Extend your grammar from the previous assignment to include simple type annotations as noted below:

<type-exp>	::=	int
		int-type-exp ()
	|	bool
		bool-type-exp ()
	|	( { <type-exp> }*(*) -> <type-exp> )
		proc-type-exp (arg-types result-type)
	|	listof <type-exp>
		list-type-exp (element-type)

A concrete function type would thus look like "(int -> int)" or "(int * int * int -> bool)".

Because type-checking of S-expression operators is more complex than the other primitives, it is necessary to pull the S-expression operators out of the default environment, and to put them back into the grammar. Restore productions to the grammar for the primitives cons, car, cdr, list, null?, and emptylist.

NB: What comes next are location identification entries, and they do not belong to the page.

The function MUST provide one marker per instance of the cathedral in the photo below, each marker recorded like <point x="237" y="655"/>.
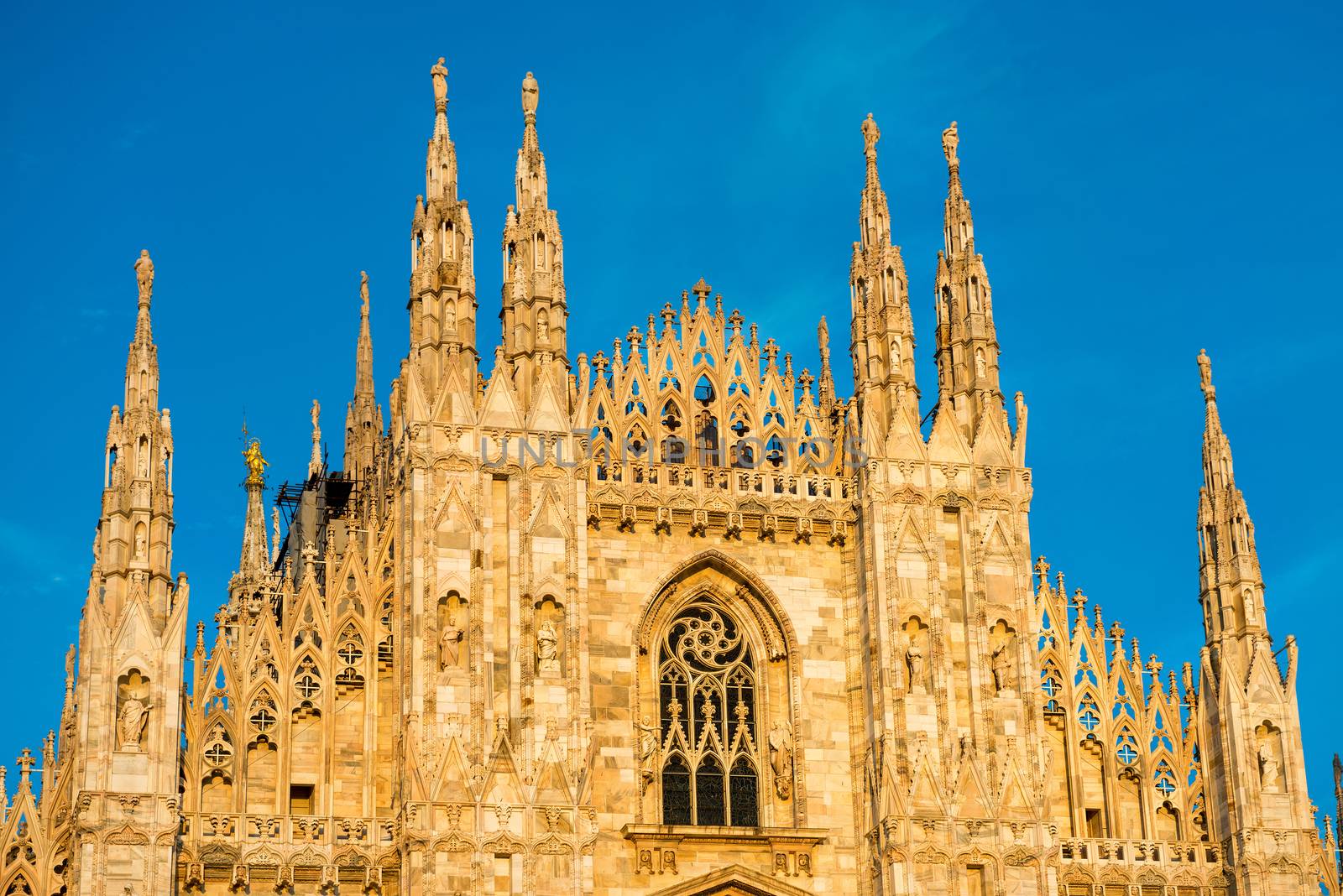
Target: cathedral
<point x="672" y="618"/>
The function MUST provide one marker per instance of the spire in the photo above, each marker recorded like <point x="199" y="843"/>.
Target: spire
<point x="363" y="414"/>
<point x="442" y="300"/>
<point x="883" y="336"/>
<point x="534" y="315"/>
<point x="143" y="357"/>
<point x="253" y="564"/>
<point x="1229" y="571"/>
<point x="315" y="461"/>
<point x="441" y="159"/>
<point x="967" y="342"/>
<point x="826" y="389"/>
<point x="133" y="548"/>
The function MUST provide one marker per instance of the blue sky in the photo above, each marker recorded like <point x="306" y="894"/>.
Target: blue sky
<point x="1147" y="180"/>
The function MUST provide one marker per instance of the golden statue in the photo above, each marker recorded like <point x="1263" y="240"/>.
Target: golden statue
<point x="255" y="463"/>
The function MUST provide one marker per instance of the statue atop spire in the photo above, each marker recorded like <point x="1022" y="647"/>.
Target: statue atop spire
<point x="255" y="463"/>
<point x="145" y="277"/>
<point x="440" y="74"/>
<point x="530" y="96"/>
<point x="870" y="134"/>
<point x="948" y="145"/>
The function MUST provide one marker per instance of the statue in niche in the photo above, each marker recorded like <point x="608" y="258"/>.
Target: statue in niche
<point x="870" y="134"/>
<point x="649" y="735"/>
<point x="131" y="723"/>
<point x="145" y="275"/>
<point x="1268" y="765"/>
<point x="915" y="662"/>
<point x="781" y="758"/>
<point x="1001" y="664"/>
<point x="450" y="643"/>
<point x="547" y="649"/>
<point x="948" y="143"/>
<point x="966" y="748"/>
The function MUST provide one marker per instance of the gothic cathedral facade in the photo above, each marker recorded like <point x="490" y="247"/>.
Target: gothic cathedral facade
<point x="666" y="620"/>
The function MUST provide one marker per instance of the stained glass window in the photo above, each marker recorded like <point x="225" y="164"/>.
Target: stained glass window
<point x="707" y="710"/>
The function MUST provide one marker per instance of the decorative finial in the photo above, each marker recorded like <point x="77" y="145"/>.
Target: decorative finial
<point x="145" y="277"/>
<point x="440" y="74"/>
<point x="948" y="145"/>
<point x="255" y="463"/>
<point x="530" y="96"/>
<point x="870" y="134"/>
<point x="315" y="461"/>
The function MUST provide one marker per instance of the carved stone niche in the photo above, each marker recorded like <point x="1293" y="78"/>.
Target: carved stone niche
<point x="785" y="852"/>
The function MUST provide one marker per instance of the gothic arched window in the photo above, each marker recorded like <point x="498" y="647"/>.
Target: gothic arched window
<point x="707" y="695"/>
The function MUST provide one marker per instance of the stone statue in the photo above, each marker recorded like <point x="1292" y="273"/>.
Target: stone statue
<point x="649" y="737"/>
<point x="870" y="134"/>
<point x="131" y="725"/>
<point x="1001" y="664"/>
<point x="547" y="649"/>
<point x="1268" y="766"/>
<point x="255" y="463"/>
<point x="781" y="758"/>
<point x="915" y="659"/>
<point x="530" y="94"/>
<point x="440" y="74"/>
<point x="450" y="644"/>
<point x="948" y="145"/>
<point x="145" y="275"/>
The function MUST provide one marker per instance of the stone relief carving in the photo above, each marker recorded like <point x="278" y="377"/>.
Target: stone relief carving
<point x="547" y="649"/>
<point x="781" y="758"/>
<point x="450" y="644"/>
<point x="131" y="723"/>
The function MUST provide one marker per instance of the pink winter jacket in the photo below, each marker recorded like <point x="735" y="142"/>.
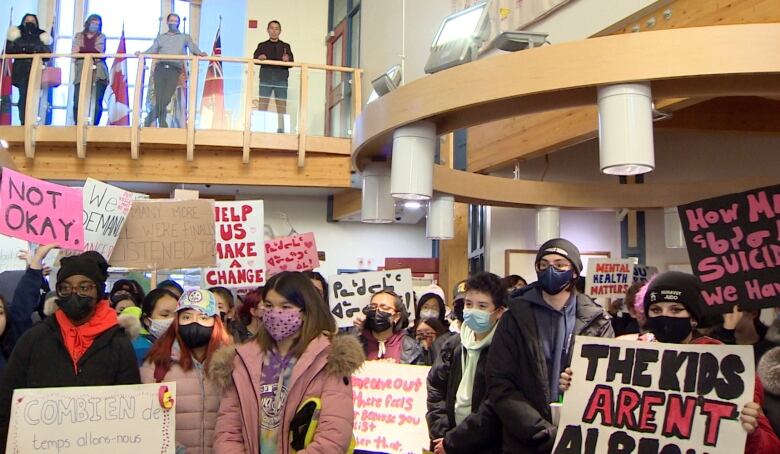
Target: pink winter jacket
<point x="324" y="371"/>
<point x="197" y="402"/>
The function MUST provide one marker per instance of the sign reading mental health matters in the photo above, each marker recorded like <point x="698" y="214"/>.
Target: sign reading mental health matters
<point x="734" y="246"/>
<point x="609" y="278"/>
<point x="350" y="293"/>
<point x="291" y="253"/>
<point x="240" y="256"/>
<point x="629" y="396"/>
<point x="167" y="234"/>
<point x="100" y="419"/>
<point x="390" y="407"/>
<point x="41" y="212"/>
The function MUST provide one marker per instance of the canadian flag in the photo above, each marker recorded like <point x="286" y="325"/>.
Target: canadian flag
<point x="118" y="99"/>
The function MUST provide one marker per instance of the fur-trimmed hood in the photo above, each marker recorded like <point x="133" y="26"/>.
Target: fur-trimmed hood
<point x="769" y="371"/>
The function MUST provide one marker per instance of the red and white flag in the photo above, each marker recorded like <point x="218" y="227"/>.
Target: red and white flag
<point x="118" y="98"/>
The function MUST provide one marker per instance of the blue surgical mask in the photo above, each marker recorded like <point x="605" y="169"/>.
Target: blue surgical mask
<point x="553" y="281"/>
<point x="477" y="320"/>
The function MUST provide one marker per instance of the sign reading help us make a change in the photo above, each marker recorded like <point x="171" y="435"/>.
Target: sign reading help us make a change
<point x="41" y="212"/>
<point x="629" y="396"/>
<point x="350" y="293"/>
<point x="93" y="419"/>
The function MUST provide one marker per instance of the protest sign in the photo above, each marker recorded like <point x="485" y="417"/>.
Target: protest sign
<point x="291" y="253"/>
<point x="630" y="396"/>
<point x="41" y="212"/>
<point x="240" y="257"/>
<point x="350" y="293"/>
<point x="734" y="245"/>
<point x="167" y="234"/>
<point x="390" y="407"/>
<point x="609" y="278"/>
<point x="92" y="419"/>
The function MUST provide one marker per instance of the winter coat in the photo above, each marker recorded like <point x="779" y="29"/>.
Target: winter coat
<point x="518" y="382"/>
<point x="40" y="360"/>
<point x="197" y="403"/>
<point x="480" y="431"/>
<point x="324" y="370"/>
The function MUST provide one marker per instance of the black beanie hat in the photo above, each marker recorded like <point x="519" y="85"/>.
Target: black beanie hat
<point x="675" y="287"/>
<point x="90" y="264"/>
<point x="562" y="247"/>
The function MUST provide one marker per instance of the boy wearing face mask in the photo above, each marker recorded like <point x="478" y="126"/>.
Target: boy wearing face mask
<point x="80" y="345"/>
<point x="533" y="343"/>
<point x="460" y="418"/>
<point x="183" y="354"/>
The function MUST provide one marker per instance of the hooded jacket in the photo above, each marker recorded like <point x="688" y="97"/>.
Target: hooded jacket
<point x="517" y="375"/>
<point x="324" y="370"/>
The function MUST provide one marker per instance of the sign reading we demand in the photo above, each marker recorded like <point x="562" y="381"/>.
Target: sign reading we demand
<point x="649" y="397"/>
<point x="734" y="245"/>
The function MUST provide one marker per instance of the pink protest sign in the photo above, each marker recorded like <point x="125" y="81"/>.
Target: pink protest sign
<point x="41" y="212"/>
<point x="291" y="253"/>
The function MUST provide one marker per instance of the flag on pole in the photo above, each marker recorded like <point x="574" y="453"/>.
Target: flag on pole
<point x="212" y="114"/>
<point x="118" y="98"/>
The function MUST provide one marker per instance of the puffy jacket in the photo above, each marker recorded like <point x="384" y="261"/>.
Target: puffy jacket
<point x="517" y="373"/>
<point x="197" y="403"/>
<point x="480" y="431"/>
<point x="323" y="371"/>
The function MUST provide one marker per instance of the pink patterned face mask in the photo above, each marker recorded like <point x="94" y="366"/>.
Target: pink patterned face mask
<point x="282" y="323"/>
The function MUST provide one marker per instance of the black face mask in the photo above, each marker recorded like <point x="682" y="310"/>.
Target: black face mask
<point x="195" y="335"/>
<point x="76" y="307"/>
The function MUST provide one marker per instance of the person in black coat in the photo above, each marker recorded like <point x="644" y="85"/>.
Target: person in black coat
<point x="460" y="417"/>
<point x="80" y="345"/>
<point x="27" y="38"/>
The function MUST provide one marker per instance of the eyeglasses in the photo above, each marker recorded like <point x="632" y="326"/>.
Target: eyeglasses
<point x="65" y="290"/>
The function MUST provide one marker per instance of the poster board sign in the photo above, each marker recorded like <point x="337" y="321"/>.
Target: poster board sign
<point x="167" y="234"/>
<point x="291" y="253"/>
<point x="92" y="419"/>
<point x="390" y="407"/>
<point x="655" y="397"/>
<point x="41" y="212"/>
<point x="350" y="293"/>
<point x="239" y="248"/>
<point x="733" y="243"/>
<point x="609" y="278"/>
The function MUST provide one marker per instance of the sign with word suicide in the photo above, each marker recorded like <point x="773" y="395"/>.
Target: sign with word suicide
<point x="390" y="407"/>
<point x="350" y="293"/>
<point x="291" y="253"/>
<point x="240" y="255"/>
<point x="734" y="245"/>
<point x="93" y="419"/>
<point x="41" y="212"/>
<point x="628" y="396"/>
<point x="609" y="278"/>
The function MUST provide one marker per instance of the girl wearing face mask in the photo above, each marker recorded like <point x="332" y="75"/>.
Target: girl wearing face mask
<point x="672" y="308"/>
<point x="80" y="345"/>
<point x="297" y="361"/>
<point x="460" y="418"/>
<point x="183" y="354"/>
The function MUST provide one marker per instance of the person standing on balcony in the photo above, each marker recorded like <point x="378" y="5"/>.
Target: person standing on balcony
<point x="91" y="41"/>
<point x="273" y="79"/>
<point x="167" y="72"/>
<point x="27" y="38"/>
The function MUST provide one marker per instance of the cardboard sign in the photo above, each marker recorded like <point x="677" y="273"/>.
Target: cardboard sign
<point x="41" y="212"/>
<point x="240" y="257"/>
<point x="291" y="253"/>
<point x="609" y="278"/>
<point x="350" y="293"/>
<point x="654" y="397"/>
<point x="167" y="234"/>
<point x="734" y="246"/>
<point x="390" y="407"/>
<point x="92" y="419"/>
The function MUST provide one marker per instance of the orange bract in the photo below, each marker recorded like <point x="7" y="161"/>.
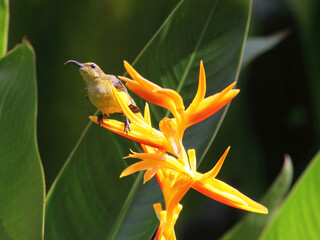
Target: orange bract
<point x="164" y="154"/>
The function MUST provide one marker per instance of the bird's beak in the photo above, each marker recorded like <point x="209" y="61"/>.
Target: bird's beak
<point x="80" y="65"/>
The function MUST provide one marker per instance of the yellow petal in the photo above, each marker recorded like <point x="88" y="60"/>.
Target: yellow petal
<point x="201" y="89"/>
<point x="153" y="160"/>
<point x="149" y="174"/>
<point x="150" y="137"/>
<point x="228" y="195"/>
<point x="210" y="106"/>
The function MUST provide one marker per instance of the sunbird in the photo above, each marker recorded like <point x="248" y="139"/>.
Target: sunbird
<point x="99" y="91"/>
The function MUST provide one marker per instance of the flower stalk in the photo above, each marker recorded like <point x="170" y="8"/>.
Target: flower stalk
<point x="164" y="155"/>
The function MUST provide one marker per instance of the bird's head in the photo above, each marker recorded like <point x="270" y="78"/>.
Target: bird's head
<point x="89" y="71"/>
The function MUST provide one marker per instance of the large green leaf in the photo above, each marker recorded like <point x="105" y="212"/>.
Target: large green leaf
<point x="88" y="200"/>
<point x="4" y="25"/>
<point x="299" y="217"/>
<point x="21" y="176"/>
<point x="253" y="224"/>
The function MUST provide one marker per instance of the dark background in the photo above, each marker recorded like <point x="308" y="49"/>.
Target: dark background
<point x="273" y="115"/>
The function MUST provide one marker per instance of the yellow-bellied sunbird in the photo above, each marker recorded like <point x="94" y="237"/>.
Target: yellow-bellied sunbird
<point x="99" y="91"/>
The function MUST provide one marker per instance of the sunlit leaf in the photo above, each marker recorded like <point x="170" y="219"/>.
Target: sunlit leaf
<point x="299" y="217"/>
<point x="251" y="226"/>
<point x="88" y="200"/>
<point x="4" y="24"/>
<point x="21" y="176"/>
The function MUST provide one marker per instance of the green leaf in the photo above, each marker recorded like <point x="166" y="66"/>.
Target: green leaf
<point x="21" y="176"/>
<point x="88" y="200"/>
<point x="299" y="217"/>
<point x="251" y="226"/>
<point x="4" y="25"/>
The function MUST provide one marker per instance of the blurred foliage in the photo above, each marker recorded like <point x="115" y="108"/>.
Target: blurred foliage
<point x="277" y="111"/>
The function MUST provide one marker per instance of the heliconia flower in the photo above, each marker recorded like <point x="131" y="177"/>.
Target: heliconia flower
<point x="164" y="155"/>
<point x="200" y="108"/>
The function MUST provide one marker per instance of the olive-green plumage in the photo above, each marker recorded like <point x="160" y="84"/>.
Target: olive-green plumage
<point x="99" y="90"/>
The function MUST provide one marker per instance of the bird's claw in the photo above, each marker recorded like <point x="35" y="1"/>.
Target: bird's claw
<point x="127" y="125"/>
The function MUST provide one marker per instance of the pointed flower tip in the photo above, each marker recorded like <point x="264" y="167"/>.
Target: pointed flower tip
<point x="94" y="119"/>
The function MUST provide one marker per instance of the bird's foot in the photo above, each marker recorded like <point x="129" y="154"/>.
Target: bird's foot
<point x="100" y="118"/>
<point x="127" y="125"/>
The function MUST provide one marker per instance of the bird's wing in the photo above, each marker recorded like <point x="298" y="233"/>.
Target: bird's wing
<point x="122" y="88"/>
<point x="117" y="83"/>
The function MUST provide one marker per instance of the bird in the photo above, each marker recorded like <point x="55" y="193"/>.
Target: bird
<point x="99" y="91"/>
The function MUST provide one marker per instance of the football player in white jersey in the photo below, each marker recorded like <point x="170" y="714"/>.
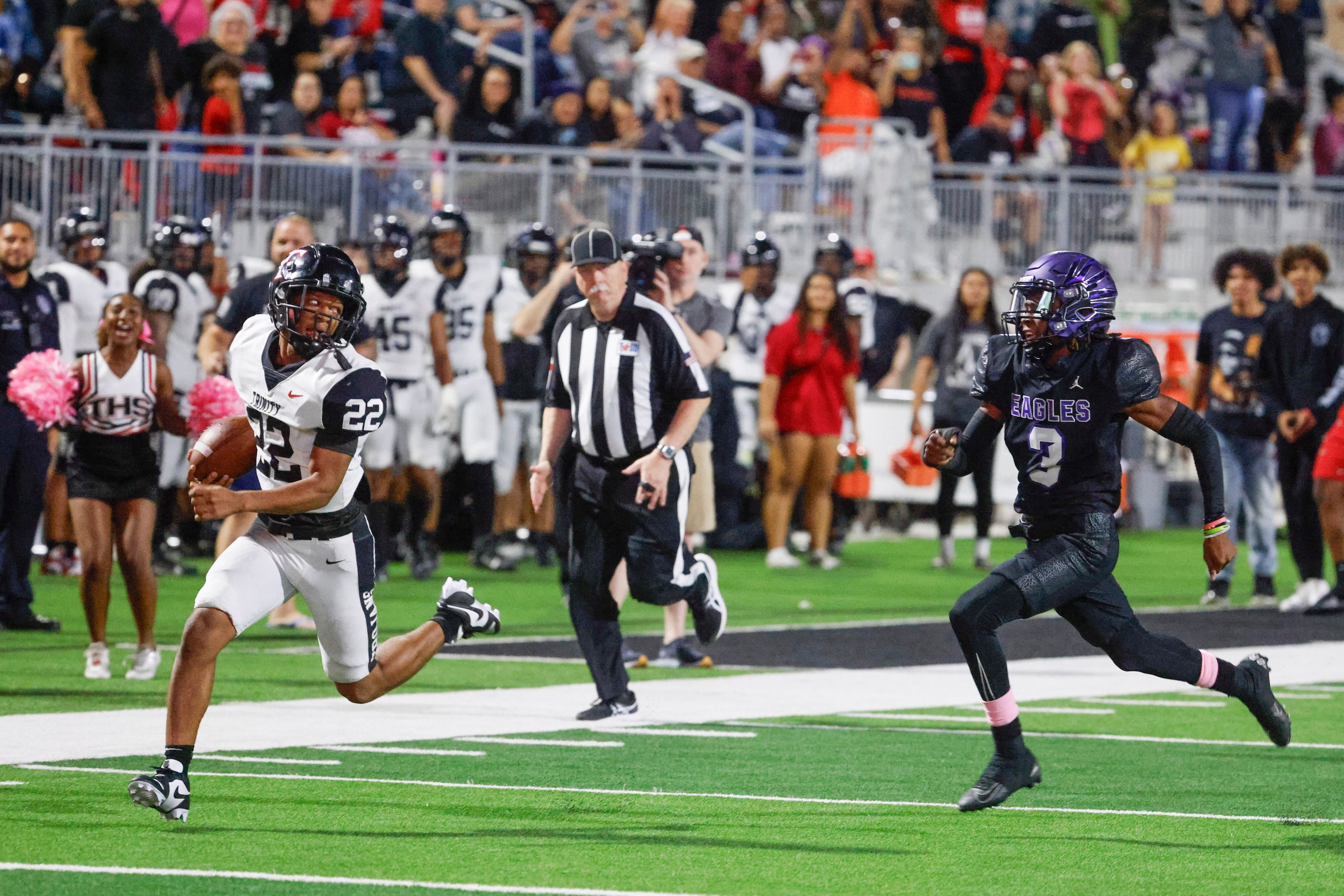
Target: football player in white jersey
<point x="178" y="300"/>
<point x="413" y="355"/>
<point x="758" y="302"/>
<point x="312" y="402"/>
<point x="465" y="305"/>
<point x="529" y="264"/>
<point x="81" y="282"/>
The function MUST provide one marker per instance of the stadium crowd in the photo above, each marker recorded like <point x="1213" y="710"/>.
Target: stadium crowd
<point x="788" y="365"/>
<point x="1071" y="83"/>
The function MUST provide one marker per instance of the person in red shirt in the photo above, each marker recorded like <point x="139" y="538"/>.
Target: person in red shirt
<point x="1084" y="104"/>
<point x="222" y="115"/>
<point x="811" y="367"/>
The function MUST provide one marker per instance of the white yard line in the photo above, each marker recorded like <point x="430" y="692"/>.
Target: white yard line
<point x="1121" y="702"/>
<point x="409" y="751"/>
<point x="541" y="742"/>
<point x="274" y="761"/>
<point x="1030" y="734"/>
<point x="605" y="792"/>
<point x="314" y="879"/>
<point x="249" y="727"/>
<point x="678" y="732"/>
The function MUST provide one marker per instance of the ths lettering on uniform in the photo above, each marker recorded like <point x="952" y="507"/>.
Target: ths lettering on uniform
<point x="1051" y="410"/>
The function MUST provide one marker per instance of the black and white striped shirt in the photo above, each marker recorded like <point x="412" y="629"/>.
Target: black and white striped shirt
<point x="621" y="379"/>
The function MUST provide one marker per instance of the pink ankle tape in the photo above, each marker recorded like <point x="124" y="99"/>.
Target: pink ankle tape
<point x="1208" y="669"/>
<point x="1003" y="710"/>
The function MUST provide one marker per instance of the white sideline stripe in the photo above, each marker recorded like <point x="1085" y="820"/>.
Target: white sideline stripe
<point x="273" y="761"/>
<point x="542" y="742"/>
<point x="314" y="879"/>
<point x="1030" y="734"/>
<point x="676" y="732"/>
<point x="412" y="751"/>
<point x="1121" y="702"/>
<point x="698" y="796"/>
<point x="916" y="717"/>
<point x="424" y="719"/>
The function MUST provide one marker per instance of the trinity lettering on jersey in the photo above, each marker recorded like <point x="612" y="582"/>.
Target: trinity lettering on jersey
<point x="1051" y="410"/>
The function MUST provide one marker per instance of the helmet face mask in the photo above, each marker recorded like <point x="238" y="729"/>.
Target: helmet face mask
<point x="1062" y="299"/>
<point x="83" y="238"/>
<point x="311" y="284"/>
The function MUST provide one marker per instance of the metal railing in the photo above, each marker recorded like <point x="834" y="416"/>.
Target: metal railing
<point x="874" y="183"/>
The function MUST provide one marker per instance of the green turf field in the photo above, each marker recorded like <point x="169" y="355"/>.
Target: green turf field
<point x="880" y="581"/>
<point x="530" y="816"/>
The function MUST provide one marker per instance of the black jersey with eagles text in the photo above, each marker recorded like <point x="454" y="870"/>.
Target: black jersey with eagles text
<point x="1063" y="421"/>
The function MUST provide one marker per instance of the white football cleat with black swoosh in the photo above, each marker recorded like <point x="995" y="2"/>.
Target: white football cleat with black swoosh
<point x="167" y="790"/>
<point x="459" y="601"/>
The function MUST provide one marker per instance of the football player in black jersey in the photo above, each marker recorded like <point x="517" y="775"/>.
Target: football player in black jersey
<point x="1061" y="389"/>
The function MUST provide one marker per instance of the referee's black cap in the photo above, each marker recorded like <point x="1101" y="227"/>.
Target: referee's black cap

Concrete types are to be added to the grammar in precisely three productions:

<expr>	::=	( lambda ( {<identifier> : < type-exp>}* ) <expression> )
		proc-exp (vars types body)
	|	( letrec ( { ( <type-exp> < identifier> ( lambda ( { <identifier > : <type-exp>}* ) <expression> )) }* ) <expression> )
		letrec-exp (p-result-types p-names b-varss b-vars-types p-bodies letrec-body)
	|	emptylist <type>
		emptylist-exp (element-type)

This language is a close relative to the CHECKED language of EoPL Chapter 7, extensions from exercises 7.5 (multi-args), 7.6 (assignment), and 7.9 (listof types).

Interpreter

With only minimal changes to your interpreter (essentially adding the type fields to the cases clauses for the three modified productions, and then ignoring them,) you should be able to run all previous testcases by adding the appropriate type annotations.

Type Checker

Write a typecheck function that performs type checking on programs and returns either the result type or a type error if one is found.

typecheck : String → Type
Usage: (typecheck "pgm") = t, the resulting type of the program "pgm" or a type error if one is found.

Examples:
> (typecheck "print 5")
int
> (typecheck "if #t then print 5 else print 6")
void
> (typecheck "print (emptylist bool)")
(listof bool)
> (typecheck "print (list (lambda (x:int) (add x 1)) (lambda (y:int) (add y 2)) (lambda (z:int) (add z 3)))"
(listof (int -> int))
> (typecheck "print (letrec ((int fib (lambda (x:int) (if (lesser x 2) x (add (fib (sub x 1)) (fib (sub x 2))))))) (fib 1))"
int


Notes:

• The new language does not require type annotations for variables declared as part of a var or letblock. Your type checker can assign proper types for all of these using simple type inference (no unification required.)
  • Your internal representation of types must be able to represent and match base types (int,bool,) function types (arrow types,) list types, and a voidtype, the return type of all statements.
  • For ease of testing, let us assume that the print statement does not return void type, but instead returns the type of the expression to be printed. Your test cases, therefore should concentrate on calling type-of on parsed programs consisting of a print statement.
  • Type checking lists will require representing list types and factoring the list operations out of the default environment and back into the grammar. Note that emptylist will now require a type as a parameter.
  • Because all statements (except print) have a return type of void, your type checker will return void as the result type of all other properly formed statements in the full grammar.
  • Emit useful error messages upon encountering a type error. Give at least the offending syntax, the expected type, and the found type.
  • Here is a good testcase for your type-checker and interpreter. It calculates and prints the greatest common divisor of the two initial variables:
    print (letrec ((int gcd (lambda (a:int b:int) (if (equal a b) a (if (greater a b) (gcd (sub a b) b) (gcd a (sub b a))))))) (gcd 1755 364))